Brits on the lookout for a new property are most concerned with the number of bedrooms, the speed of the internet in the area, and its proximity to a pub, a new survey has found. 

Indeed, the research from Hyperoptic shows that, for both owners and renters, a spacious living room is more desirable than a modern kitchen, while storage space is beaten by proximity to local shops in order of importance.

30% of those surveyed also wanted to be close to a train station, while 32% prioritise a nearby corner shop. More than a quarter stated the importance of having a post box in the vicinity. 

Meanwhile, the research found that 40% of people see the WiFi speed as a dealbreaker, while two thirds admitted that they would be more likely to decide against buying a property in an area with poor broadband connection.
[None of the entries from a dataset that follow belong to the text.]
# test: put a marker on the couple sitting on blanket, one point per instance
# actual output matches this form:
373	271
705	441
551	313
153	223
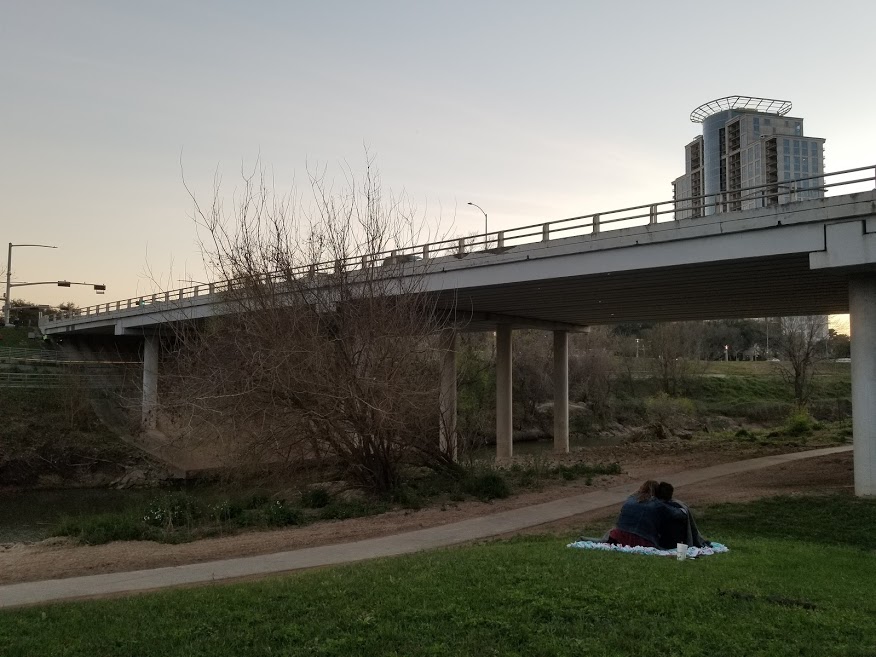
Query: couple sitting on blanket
651	518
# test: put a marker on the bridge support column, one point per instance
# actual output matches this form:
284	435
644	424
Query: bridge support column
862	309
151	348
447	395
561	392
504	428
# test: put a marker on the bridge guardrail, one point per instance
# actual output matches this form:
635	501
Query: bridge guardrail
693	207
31	380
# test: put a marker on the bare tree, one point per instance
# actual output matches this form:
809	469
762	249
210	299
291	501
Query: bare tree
801	342
326	353
592	369
676	350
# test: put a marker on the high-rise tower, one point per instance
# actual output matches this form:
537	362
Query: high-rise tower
747	143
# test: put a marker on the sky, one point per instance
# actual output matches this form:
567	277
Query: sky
534	111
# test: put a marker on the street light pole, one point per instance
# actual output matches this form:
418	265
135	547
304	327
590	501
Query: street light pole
486	228
7	306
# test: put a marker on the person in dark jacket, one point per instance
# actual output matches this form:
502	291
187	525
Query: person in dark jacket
642	518
677	530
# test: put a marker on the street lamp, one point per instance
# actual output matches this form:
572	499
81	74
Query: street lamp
486	229
7	306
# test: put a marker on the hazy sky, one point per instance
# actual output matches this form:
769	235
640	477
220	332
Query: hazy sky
532	110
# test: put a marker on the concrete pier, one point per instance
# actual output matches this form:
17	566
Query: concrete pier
151	346
862	309
447	395
561	392
504	426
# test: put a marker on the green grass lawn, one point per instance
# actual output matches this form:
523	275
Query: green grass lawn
798	581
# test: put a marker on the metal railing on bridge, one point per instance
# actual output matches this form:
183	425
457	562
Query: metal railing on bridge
34	380
688	208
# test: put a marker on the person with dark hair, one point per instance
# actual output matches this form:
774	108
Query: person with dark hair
676	531
642	517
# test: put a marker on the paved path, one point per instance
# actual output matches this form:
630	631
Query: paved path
28	593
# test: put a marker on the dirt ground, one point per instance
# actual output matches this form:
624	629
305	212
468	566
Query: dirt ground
59	558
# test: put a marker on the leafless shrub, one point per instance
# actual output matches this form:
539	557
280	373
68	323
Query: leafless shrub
592	369
333	363
801	345
676	351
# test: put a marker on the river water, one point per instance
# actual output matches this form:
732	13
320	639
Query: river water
30	515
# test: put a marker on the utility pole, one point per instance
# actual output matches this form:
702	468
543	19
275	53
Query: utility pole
7	306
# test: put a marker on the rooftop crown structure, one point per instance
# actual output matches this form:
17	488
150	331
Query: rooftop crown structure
751	154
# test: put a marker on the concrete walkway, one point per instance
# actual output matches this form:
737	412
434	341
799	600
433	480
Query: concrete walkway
29	593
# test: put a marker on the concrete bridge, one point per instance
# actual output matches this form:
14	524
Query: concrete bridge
811	256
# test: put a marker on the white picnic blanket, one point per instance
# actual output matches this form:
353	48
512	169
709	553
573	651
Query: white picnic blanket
692	552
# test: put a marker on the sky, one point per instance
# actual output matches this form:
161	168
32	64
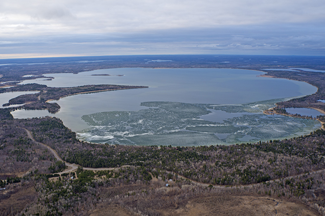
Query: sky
39	28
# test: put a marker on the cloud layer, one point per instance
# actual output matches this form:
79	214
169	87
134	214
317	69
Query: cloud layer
108	27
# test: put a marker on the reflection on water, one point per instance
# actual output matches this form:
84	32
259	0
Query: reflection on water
180	107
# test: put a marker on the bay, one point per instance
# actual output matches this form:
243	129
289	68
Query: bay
181	106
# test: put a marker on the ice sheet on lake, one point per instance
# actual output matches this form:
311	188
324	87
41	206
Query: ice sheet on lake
185	124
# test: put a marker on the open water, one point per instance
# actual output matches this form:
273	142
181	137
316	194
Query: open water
181	107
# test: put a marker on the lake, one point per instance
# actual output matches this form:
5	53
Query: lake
181	106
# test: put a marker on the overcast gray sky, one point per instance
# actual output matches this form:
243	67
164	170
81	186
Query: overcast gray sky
39	28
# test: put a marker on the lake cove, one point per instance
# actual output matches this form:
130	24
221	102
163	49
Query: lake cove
184	107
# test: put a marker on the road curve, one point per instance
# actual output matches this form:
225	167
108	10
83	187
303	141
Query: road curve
70	167
73	167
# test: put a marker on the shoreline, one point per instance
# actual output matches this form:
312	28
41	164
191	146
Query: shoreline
265	74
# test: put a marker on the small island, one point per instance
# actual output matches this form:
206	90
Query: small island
39	101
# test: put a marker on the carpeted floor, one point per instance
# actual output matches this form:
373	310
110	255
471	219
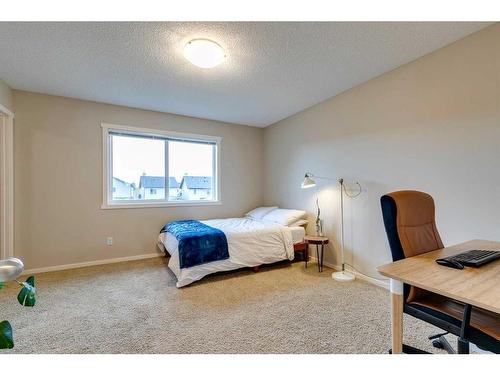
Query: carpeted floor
134	307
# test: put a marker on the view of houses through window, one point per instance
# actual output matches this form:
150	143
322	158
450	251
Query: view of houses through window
139	169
Additionally, more than a third have seen their priorities change over the past five years when it comes to house hunting with almost a quarter relying on the internet more, a third having had children and one in five moving jobs.

Speedy broadband is now ‘essential’ for around three quarters of buyers, with the majority saying that they need the internet to carry out day-to-day errands such as online banking, while a third use it for online shopping. 

A further quarter said they work from home and therefore rely on broadband, while one in six said access to the net is important to keep their kids entertained. What’s more, almost half of respondents want a decent broadband connection to keep in touch with their friends and family, and four in 10 use it for streaming TV shows and films.

72% say that they have felt frustrated by a slow internet connection either in their own home or in someone else’s, while one in eight admit to accessing their neighbours WiFi at some point in the past.

Overall, a good internet connection made 545 of respondents ‘more likely’ to select a particular property, while owners are typically willing to wait three weeks for their property to be fitted with WiFi, while 38% stick with the existing provider. 

In future, three in five would welcome the idea of a traffic light system being introduced to indicate the quality of the broadband in the area, with 40% agreeing that buyers don’t currently have enough information available to them when looking for a property.

‘The results show an interesting change in home movers’ preferences in recent years. People rely on the internet so much nowadays for everything from entertainment, to working and keeping in touch with others,’ said Charles Davies, managing director of Hyperoptic.

‘The rise in flexible working and the number of people working from home is likely to have had an influence on homeowners needs, such as speedy broadband. It’s interesting to see how WiFi is in the same list of priorities as parking and garden sizes,’ he added.